Oh give it a rest. She’s lucky enough to have been able to get pregnant with healthy babies and she’s throwing a pity party over it. She needs to take a long hard look at how unbelievably lucky she is, realise her feelings are not in fact valid but are entirely irrational and simply, get over it. Or else she’s going to be raising a little boy who is fully aware his own mummy didn’t and doesn’t want him and would prefer a made up, none existent girl just because she can put pretty bows in her hair.

ThreeLocusts · 22/06/2026 16:02

OP I hear you though I had the opposite problem. I'm the younger of two girls myself; my paternal grandmother had had only sons and was very clear that she'd preferred it that way (her own mother had favoured her brother).

My father made no effort to hide his 'ugh, another girl' sentiment about me and left my mother I think partly over this. When he had a son with his second wife, he showed a dedication he never had to my sister or me.

So when my second pregnancy turned out to be a girl, like my first, it really messed with my head. It brought all those memories tumbling back. What made it worse was that my mother didn't manage to hide her disappointment either, even though she tried.

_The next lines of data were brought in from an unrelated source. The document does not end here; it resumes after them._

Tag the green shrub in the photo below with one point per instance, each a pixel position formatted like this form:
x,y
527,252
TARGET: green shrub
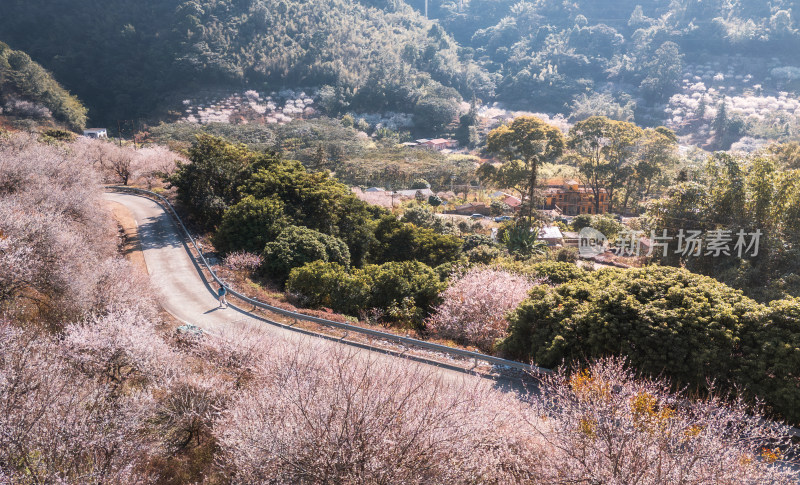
x,y
397,241
296,246
472,241
249,225
405,292
581,221
668,321
320,284
484,254
556,272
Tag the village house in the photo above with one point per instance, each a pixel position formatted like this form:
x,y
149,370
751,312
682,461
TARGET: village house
x,y
95,133
572,198
437,144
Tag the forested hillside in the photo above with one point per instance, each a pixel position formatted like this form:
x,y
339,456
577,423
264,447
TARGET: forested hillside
x,y
131,59
27,91
548,51
125,58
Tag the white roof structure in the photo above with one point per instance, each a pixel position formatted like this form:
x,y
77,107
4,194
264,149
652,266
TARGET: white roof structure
x,y
550,232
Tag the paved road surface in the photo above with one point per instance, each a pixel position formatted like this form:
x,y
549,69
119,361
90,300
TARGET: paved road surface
x,y
181,288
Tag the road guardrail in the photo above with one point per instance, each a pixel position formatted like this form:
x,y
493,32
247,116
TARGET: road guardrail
x,y
407,341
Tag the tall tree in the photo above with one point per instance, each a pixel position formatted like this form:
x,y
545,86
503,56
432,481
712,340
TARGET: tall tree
x,y
604,150
524,144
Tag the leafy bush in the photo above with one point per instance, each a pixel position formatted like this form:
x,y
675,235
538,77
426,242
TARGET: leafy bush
x,y
557,272
666,321
242,261
475,240
410,286
296,246
484,254
397,241
209,184
250,224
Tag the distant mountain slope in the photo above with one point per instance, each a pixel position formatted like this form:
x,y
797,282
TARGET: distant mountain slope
x,y
125,58
28,91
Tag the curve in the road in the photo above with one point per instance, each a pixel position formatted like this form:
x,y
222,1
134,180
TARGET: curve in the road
x,y
186,294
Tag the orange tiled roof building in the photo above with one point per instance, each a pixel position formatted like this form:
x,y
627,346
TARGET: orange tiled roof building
x,y
572,198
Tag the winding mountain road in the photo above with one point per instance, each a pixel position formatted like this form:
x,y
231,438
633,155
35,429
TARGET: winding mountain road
x,y
186,294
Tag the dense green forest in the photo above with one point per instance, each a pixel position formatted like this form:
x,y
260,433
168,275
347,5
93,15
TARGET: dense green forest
x,y
28,91
126,58
131,59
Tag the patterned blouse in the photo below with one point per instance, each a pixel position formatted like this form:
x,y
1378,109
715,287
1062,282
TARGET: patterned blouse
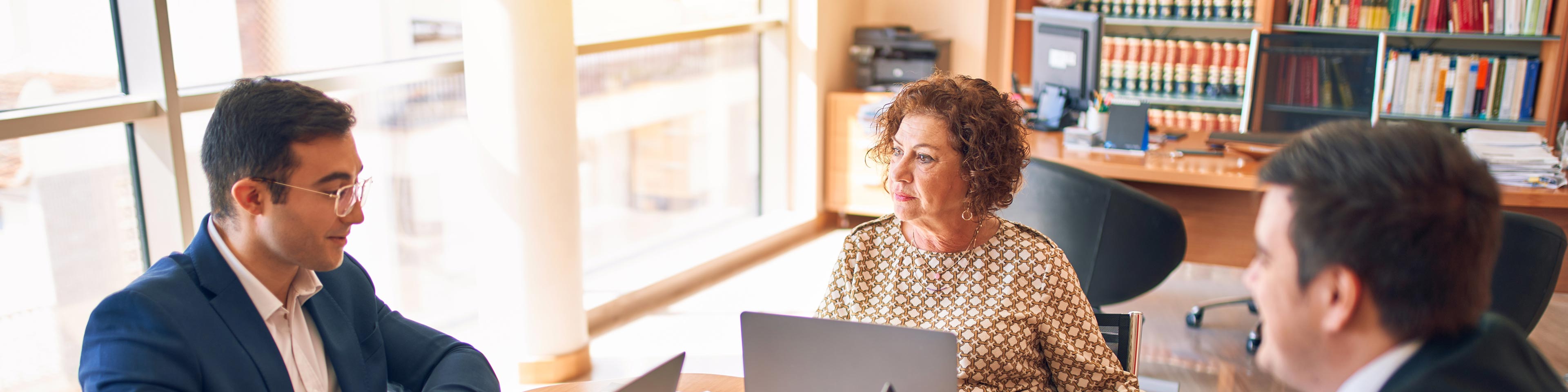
x,y
1021,319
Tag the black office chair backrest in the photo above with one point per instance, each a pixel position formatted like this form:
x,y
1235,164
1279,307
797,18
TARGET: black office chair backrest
x,y
1123,336
1122,242
1528,264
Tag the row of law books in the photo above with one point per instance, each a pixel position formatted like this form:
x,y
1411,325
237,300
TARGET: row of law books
x,y
1192,10
1174,67
1460,85
1186,120
1432,16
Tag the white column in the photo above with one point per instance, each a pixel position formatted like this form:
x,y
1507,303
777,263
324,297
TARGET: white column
x,y
519,220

I felt a right idiot for reproducing this family curse (so it felt), but I couldn't help my feelings. It was really, really tough for a few months. Some hope though; the disappointment faded. And when the girl was born, she wasn't 'a girl', she was my child just as much as her sister. She's lovely.

It's easy to tut for people who don't carry this sort of baggage. Count yourself lucky and stop judging. OP, do you need to revisit your childhood to make sense of your feelings (sorry, no time to read full thread)?

Miranda65 · 22/06/2026 16:04

Oh FFS, OP, you have a totally nonsense view of mother-daughter relationships! Lots of daughters loathe their mothers, let's face it, and hardly or never see them.
And all this wedding bullshit? Maybe a daughter won't want to get married, or at least not in a traditional way.
As for expecting a female child to care for you in old age.... words fail me!
I, for one, am glad you're not having a daughter if it means that you won't be forcing outdated stereotypes on some poor, unsuspecting girl.
Just enjoy the children you have.... as the individuals that they are and will be.8

youalright · 22/06/2026 16:05

ainsleysanob · 22/06/2026 16:00

Oh give it a rest. She’s lucky enough to have been able to get pregnant with healthy babies and she’s throwing a pity party over it. She needs to take a long hard look at how unbelievably lucky she is, realise her feelings are not in fact valid but are entirely irrational and simply, get over it. Or else she’s going to be raising a little boy who is fully aware his own mummy didn’t and doesn’t want him and would prefer a made up, none existent girl just because she can put pretty bows in her hair.

What makes you think its ok to tell people how they should feel

AgnesMcDoo · 22/06/2026 16:05

Therapy is a good idea. Also speak to your midwife especially if you think your mental health is suffering.